His dreams of Hollywood stardom dashed long ago, Mr. Portis Strawberry now leads a less-than-ideal life as a struggling math teacher––a nobody, his worst fear realized. While he contemplates his failed endeavors and teeters on the brink of ending his miserable existence, a strange light beckons him to the screening of a film he wrote but never finished. When he discovers the director shares his name, yet he doesn’t share any of the fame or fortune, Mr. Portis hatches a plan to steal his doppelgänger’s charmed life. His ultra-rich estranged daughter joins him in his unbelievable quest for answers, but their journey takes an unusual turn once Mr. Portis’ daughter Cherise becomes trapped in her father’s movie.
The premise of Chris Leite’s SANS STABILITY MINUS SEX is a familiar, and maybe relatable, story. A man with dreams bigger than he can materialize, a long simmering jealousy paired with a raging ego, a man and his daughter, estranged and bitter for years, attempting to mend a relationship that doesn’t seem to want mending. At its core, there’s a devastating emotional journey to explore if the narrative had gone deeper than its melodrama. Mr. Portis’ daughter Cherise seems to be the only one who takes a stab at changing her ways, and whatever small glimmer of character development that Mr. Portis reaches ultimately feels unearned and fake. To his credit, however, his ruthless unlikeability makes him a somewhat interesting character study. The alternate/doppelgänger Mr. Portis, by contrast, turns out to be a fascinating study in opposites; a decent man willing to admit his faults, hoping to change.
This is an “everything but the kitchen sink” kind of novel––a smattering of every possible genre that’s incoherent at certain points and confusing at others. The timeline itself feels choppy, as random flashbacks interrupt the action at odd intervals and the transition between some scenes jostles the plot around, especially once Cherise ends up in the movie. Even though the fantastical elements are what initially drive Mr. Portis and his daughter on their misadventures, they make less sense as the book unravels and never really mesh well with the central plot line. The flippant explanations for why and how these things are happening don’t always need concrete reasons, but they need to make some kind of sense while they’re unfolding. It’s soon unclear whether the person who earned Mr. Portis’ envy is truly his doppelgänger, an alternate reality, or some weird timeline convergence since these descriptions are used interchangeably.

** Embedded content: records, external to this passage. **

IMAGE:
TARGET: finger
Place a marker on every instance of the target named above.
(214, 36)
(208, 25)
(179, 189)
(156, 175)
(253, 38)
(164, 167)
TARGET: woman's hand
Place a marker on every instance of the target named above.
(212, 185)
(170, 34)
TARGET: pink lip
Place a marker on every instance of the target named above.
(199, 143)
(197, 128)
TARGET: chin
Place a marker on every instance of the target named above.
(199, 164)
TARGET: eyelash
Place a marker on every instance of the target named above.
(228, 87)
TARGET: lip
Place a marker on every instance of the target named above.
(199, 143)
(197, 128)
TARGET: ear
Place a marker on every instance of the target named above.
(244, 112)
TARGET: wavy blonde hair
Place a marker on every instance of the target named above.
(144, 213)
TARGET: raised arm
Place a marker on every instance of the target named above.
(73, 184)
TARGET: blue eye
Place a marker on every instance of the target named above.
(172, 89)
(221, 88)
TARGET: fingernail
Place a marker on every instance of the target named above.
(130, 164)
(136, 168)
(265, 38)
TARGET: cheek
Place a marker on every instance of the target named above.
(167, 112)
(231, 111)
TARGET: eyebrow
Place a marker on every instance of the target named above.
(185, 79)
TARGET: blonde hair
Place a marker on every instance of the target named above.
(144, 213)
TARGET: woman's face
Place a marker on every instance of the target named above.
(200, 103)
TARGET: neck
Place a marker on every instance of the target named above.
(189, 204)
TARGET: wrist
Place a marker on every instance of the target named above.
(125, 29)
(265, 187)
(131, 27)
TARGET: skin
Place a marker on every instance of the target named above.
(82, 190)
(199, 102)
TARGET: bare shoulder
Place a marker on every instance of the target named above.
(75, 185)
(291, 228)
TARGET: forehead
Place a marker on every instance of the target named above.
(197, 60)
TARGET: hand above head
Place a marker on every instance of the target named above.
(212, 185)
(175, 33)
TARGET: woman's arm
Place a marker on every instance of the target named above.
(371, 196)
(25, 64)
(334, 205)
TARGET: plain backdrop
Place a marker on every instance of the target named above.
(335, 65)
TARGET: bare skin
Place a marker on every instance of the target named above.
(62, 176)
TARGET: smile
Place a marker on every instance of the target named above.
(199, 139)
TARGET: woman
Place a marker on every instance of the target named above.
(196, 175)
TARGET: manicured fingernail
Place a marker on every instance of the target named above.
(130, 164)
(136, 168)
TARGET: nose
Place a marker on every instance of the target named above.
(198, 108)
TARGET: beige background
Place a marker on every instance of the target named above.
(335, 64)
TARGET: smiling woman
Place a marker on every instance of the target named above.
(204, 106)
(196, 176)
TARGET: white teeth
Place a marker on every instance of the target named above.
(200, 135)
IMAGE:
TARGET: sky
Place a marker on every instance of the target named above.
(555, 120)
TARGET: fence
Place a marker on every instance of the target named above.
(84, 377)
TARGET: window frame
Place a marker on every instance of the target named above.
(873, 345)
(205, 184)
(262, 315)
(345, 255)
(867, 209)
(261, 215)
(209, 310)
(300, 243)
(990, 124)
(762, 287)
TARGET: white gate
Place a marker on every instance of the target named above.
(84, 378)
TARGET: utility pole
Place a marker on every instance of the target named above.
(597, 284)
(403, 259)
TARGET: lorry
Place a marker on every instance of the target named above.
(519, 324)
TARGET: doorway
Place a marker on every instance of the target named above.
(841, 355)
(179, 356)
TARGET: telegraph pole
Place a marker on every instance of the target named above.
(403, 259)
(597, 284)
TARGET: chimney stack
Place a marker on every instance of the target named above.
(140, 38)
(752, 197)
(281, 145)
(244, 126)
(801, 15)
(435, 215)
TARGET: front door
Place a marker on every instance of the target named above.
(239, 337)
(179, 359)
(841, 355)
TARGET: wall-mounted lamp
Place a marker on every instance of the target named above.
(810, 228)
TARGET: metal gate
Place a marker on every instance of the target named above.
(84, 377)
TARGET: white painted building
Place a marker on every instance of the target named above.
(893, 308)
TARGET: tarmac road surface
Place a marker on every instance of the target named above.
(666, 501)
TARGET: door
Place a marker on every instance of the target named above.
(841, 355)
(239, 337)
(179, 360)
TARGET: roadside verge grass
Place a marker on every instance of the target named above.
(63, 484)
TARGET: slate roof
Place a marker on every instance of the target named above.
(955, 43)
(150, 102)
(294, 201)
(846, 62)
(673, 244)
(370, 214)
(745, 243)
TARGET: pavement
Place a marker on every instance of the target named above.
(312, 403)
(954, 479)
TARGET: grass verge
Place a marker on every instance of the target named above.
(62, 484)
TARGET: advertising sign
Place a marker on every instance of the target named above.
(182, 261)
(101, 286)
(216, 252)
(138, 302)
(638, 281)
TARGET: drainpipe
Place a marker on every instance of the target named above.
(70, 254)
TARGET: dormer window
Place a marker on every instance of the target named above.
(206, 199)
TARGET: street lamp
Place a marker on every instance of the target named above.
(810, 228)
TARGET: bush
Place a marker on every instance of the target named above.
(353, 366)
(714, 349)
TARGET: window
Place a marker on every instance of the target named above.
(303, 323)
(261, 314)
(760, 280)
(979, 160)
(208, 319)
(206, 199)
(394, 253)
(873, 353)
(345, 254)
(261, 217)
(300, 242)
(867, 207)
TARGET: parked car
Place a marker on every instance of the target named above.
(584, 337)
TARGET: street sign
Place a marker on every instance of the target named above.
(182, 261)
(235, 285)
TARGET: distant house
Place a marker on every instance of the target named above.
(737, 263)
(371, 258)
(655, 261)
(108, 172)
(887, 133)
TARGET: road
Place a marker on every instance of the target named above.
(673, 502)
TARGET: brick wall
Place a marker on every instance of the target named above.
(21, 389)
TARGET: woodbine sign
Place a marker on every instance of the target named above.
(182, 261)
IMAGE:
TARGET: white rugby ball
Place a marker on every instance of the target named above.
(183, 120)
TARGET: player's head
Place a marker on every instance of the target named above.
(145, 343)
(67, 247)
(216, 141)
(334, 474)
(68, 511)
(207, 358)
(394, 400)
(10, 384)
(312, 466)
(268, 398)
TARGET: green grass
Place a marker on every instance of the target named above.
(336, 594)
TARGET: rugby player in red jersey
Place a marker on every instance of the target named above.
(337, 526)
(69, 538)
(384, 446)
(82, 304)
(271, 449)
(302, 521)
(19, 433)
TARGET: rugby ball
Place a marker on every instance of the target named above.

The book is written more in the style of a screenplay, which carries a neat gimmick considering the theme. While this works better for the book’s interludes where actual screenplay format is used, the descriptive details are fantastic even when the narrative voice seems a little detached. More care with editing and formatting may have helped as well. There are unfortunately many instances where characters ramble on for a whole page without proper paragraph breaks, dialogue between different characters packed into the same wall of text, and breathless run-on sentences.
SANS STABILITY MINUS SEX is a wildly imaginative premise hampered by its uneven execution and surface-level character development.